By Murphy at Fri, 2002/07/26 - 5:00am

HOWTO select icons without clicking:

Go to Peripherals/Mouse in the Control Center
Check 'Automatically select icons' under the header icons.

In windows this is the default, if you enable Single-click in windows. By the way, single-click has been in windows since Windows 95. It was an extention to Internet Explorer.

Good luck, Jos

By Jos at Fri, 2002/07/26 - 5:00am

I think the average Win98 user expects to be root maybe even without entering a password and I think there are good reasons for that. Logging in as user makes certain tasks more difficult and the only reason for this is securety. However, the average Win98 user doesn't gain much securety by logging in as user. I mean reinstalling my system costs me about an hour of work but loosing all the data in my home directory would be a real problem. But if for instance a virus would attack my system it wouldn't make any difference if I'm just a user or root on my system. In any case the virus could delete my personal data.
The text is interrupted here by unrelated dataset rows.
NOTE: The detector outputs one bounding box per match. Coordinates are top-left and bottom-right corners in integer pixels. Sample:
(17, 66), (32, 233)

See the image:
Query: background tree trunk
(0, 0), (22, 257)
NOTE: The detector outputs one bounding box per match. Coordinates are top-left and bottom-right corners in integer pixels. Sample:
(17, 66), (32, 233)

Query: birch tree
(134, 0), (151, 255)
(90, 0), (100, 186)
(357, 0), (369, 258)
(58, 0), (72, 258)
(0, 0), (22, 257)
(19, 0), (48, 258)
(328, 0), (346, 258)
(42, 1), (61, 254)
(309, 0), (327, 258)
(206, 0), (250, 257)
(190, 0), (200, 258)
By lukas at Fri, 2002/07/26 - 5:00am

Not if you have a special account just for surfing...

By Murphy at Fri, 2002/07/26 - 5:00am

Yes, but that doesn't mean that your default working account can't be root.

By lukas at Fri, 2002/07/26 - 5:00am

Default login of "root" should NEVER be considered in any Unix-like operating environment. Root simply leaves the user, and the user's system, entirely too open to external action that could be injurious or user mistakes that could be at the very least, frustrating. Root should be available, a desktop should never default to root.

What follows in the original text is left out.